Wash. AG wants more study of hedging strategies of utility companies

By Bryan Cohen | Mar 22, 2013

SEATTLE (Legal Newsline) - Washington Attorney General Bob Ferguson announced Thursday his office would recommend that the Washington Utilities and Transportation Commission continue looking into the hedging strategies used by utility companies to purchase natural gas.

Ferguson's Public Counsel Division also recommended the WUTC order certain hedging costs not to be passed onto customers. Natural gas market prices fluctuate daily and utilities use hedging to lock in prices for future purchases to avoid some of the fluctuation. If prices are higher than the market price when the gas is delivered, the difference is considered a loss.

The four companies that provide natural gas in Washington, Northwest Natural Gas, Cascade Natural Gas, Avista Utilities and Puget Sound Energy, reported net losses of at least $860 million between November 2002 and October 2012.

Approximately $800 million of the net losses occurred in the last five years. Natural gas costs, including hedging costs, are passed directly to ratepayers, forcing them to pay the full burden of the losses.

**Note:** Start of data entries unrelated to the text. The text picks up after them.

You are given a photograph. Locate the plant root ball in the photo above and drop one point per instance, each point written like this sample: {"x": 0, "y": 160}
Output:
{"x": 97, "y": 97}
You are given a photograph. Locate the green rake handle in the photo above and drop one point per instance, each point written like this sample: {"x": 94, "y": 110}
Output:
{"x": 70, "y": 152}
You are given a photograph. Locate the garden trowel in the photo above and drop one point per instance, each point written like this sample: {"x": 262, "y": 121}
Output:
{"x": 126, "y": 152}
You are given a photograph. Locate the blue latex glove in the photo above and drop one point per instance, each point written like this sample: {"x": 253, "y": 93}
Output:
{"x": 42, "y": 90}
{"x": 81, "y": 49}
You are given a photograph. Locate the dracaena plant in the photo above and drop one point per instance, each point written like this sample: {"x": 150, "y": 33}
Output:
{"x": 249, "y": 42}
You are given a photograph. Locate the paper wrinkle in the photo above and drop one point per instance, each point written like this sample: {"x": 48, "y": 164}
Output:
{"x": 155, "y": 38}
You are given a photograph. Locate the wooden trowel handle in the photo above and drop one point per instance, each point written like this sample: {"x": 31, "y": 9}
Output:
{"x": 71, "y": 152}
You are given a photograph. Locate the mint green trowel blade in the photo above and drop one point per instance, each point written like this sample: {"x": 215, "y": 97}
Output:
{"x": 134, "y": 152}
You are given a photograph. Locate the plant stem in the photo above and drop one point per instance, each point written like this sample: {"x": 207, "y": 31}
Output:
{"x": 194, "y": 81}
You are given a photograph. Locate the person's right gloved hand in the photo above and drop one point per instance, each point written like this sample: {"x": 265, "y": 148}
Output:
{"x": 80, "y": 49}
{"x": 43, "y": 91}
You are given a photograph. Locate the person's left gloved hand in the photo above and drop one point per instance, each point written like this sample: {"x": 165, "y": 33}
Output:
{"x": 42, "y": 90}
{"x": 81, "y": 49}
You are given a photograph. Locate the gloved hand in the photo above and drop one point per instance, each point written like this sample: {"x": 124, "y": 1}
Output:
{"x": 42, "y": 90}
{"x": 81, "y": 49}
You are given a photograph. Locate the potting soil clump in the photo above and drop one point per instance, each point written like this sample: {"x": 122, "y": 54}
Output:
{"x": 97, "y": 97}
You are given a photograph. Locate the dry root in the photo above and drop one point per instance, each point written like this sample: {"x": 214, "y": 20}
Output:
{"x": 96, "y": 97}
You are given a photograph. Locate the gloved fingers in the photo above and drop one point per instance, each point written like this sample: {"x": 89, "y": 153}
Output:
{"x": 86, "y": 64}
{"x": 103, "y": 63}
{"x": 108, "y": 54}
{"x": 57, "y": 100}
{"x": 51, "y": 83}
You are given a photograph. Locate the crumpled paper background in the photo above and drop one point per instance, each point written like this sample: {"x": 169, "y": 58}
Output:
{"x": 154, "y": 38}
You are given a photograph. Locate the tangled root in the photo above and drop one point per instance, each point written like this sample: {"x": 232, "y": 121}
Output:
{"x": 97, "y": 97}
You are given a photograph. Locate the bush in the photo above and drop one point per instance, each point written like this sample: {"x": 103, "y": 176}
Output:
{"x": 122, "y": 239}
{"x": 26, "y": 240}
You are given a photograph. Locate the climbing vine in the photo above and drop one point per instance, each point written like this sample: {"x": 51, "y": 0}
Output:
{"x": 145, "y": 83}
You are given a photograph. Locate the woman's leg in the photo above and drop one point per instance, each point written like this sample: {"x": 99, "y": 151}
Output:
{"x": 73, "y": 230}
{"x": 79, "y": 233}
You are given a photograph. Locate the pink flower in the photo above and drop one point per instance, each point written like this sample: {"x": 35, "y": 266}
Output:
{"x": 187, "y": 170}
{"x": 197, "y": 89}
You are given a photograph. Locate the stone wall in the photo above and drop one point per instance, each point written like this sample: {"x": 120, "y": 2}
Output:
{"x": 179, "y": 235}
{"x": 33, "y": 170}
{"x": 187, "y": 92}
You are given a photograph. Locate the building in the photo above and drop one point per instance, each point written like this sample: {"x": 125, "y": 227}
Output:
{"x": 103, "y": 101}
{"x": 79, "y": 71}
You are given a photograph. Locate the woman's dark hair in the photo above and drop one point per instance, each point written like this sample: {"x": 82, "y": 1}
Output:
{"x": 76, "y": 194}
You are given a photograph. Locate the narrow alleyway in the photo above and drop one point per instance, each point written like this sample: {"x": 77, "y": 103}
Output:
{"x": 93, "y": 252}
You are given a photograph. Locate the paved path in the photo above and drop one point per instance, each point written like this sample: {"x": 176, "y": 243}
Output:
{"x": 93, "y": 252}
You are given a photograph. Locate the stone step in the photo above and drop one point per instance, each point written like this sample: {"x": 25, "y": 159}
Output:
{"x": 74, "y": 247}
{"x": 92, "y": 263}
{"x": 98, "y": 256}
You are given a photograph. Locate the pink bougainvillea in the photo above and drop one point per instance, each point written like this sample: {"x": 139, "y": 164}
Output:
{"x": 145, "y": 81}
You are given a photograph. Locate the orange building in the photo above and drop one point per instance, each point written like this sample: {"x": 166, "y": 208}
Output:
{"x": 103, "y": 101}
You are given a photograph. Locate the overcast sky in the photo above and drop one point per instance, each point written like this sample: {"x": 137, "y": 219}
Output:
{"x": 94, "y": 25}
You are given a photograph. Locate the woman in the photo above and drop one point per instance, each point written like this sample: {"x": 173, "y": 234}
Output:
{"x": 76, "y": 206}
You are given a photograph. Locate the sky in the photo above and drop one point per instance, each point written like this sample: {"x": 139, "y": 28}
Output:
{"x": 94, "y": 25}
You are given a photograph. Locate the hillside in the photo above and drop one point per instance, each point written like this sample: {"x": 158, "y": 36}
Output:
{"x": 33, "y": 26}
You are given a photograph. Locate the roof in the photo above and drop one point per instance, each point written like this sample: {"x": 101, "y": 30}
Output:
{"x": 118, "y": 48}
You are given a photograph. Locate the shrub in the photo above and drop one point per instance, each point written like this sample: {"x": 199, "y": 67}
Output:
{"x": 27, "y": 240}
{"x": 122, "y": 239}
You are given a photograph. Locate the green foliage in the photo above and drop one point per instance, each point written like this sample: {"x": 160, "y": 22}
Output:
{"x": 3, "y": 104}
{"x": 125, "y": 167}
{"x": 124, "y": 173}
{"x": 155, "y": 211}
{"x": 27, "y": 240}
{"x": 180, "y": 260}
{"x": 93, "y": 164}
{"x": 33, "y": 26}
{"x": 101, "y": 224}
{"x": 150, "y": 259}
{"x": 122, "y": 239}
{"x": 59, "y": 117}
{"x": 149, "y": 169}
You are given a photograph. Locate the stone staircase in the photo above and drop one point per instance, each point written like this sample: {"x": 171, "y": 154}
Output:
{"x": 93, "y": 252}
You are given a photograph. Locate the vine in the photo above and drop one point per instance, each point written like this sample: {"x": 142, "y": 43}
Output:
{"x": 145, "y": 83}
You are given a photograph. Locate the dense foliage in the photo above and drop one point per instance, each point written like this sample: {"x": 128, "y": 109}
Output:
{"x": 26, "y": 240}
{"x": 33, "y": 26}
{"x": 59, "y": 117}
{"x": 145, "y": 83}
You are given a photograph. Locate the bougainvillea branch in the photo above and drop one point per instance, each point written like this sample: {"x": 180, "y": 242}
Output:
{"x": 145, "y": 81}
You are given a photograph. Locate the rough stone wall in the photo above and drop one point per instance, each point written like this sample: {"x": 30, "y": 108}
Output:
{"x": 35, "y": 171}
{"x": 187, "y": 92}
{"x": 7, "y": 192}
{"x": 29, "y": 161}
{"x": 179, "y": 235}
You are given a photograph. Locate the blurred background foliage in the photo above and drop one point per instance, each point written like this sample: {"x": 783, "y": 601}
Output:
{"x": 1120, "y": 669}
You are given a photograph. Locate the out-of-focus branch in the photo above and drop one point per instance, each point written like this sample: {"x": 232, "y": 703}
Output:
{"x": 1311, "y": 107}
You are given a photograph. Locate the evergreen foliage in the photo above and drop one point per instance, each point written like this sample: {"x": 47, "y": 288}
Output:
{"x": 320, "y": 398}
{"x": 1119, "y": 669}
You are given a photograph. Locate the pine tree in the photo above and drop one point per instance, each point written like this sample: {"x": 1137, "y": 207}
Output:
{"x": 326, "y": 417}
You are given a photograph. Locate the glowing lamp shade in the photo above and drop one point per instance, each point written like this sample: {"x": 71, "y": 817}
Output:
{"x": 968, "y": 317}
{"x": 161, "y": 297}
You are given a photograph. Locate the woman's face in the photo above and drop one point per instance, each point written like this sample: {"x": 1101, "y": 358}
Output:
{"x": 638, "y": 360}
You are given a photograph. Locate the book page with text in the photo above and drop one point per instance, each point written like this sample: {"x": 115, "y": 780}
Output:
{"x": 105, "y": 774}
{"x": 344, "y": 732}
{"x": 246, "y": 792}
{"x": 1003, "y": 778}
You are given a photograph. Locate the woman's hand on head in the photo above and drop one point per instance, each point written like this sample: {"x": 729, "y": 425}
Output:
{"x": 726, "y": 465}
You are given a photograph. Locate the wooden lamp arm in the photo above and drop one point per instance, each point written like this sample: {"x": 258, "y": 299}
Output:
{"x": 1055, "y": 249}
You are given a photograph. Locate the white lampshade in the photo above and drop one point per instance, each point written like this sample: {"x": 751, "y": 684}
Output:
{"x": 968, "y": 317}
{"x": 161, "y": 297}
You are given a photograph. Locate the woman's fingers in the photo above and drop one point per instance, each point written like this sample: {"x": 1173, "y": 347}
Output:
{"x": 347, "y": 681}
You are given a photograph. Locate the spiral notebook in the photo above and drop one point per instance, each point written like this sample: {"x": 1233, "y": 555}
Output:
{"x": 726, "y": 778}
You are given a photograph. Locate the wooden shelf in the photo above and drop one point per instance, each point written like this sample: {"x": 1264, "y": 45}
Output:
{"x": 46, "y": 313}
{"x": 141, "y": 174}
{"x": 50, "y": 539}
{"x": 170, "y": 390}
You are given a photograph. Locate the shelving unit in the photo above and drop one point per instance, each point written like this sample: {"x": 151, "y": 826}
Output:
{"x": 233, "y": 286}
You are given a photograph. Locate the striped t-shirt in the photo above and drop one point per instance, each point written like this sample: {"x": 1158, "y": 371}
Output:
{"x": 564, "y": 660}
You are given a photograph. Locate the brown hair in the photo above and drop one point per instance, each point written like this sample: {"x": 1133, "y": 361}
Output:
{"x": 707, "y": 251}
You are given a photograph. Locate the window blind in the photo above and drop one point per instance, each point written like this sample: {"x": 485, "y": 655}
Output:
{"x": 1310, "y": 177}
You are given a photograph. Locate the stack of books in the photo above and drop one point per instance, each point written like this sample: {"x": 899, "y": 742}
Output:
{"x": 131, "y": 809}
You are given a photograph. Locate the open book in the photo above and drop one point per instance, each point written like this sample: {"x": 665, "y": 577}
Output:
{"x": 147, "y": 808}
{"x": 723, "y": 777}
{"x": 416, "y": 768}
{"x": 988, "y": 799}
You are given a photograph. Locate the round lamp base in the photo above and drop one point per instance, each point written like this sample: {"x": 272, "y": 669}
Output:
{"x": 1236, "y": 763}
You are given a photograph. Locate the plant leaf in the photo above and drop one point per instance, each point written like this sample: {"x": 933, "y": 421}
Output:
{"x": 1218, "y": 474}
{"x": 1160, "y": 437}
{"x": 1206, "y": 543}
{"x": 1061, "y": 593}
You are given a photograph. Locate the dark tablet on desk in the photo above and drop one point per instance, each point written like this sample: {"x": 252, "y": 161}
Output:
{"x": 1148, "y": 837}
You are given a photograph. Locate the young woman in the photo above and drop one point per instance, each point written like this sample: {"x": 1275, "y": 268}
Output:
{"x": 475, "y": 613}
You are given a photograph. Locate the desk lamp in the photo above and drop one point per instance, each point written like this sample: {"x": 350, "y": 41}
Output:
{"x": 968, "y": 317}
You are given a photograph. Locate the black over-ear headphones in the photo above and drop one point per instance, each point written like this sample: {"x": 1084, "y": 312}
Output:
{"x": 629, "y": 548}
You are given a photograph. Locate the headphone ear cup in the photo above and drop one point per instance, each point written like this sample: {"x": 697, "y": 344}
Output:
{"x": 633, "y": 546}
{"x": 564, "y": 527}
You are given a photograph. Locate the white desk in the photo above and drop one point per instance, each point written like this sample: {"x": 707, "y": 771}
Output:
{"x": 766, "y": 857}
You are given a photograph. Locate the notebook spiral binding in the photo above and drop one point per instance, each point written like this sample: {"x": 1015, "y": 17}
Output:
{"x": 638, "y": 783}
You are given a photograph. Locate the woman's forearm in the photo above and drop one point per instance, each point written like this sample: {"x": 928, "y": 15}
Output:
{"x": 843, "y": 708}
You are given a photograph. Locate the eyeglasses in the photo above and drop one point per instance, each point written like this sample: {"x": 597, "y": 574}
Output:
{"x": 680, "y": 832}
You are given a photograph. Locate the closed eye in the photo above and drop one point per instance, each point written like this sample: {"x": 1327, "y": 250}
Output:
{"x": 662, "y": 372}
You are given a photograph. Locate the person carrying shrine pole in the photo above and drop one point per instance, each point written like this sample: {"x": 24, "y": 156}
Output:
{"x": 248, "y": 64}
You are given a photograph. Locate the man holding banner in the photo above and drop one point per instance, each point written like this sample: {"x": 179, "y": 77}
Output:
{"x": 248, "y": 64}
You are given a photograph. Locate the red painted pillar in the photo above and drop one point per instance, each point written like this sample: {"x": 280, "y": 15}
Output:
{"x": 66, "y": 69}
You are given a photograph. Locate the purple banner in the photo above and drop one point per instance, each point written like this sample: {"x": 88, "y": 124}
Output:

Assistant Attorney General Lisa Gafken said the division is concerned that customers were harmed by the hedging practices of the four companies. Current hedging contracts may also expose consumers to substantial losses in the future. Gafken said Ferguson's office questions whether nearly $1 billion is a reasonable price for Washington ratepayers to pay for the stability of prices.

In October, the WUTC ordered an initial inquiry into the natural gas purchasing and hedging practices by the four companies that provide natural gas service in Washington. The commission will decide during a meeting on Friday whether or not to continue looking into the companies.

Ferguson's office recommends that the WUTC continue the inquiry to determine if there is a basis to order that some of the hedging costs not be passed to consumers. The office recommends the WUTC place a moratorium on companies from entering into new hedging arrangements until analysis can occur and company practices can be improved to minimize costs.

The division said multiple issues merit a further look, such as what percentage of gas supply should be hedged, how long in advance companies should hedge and how to effectively address market fluctuations.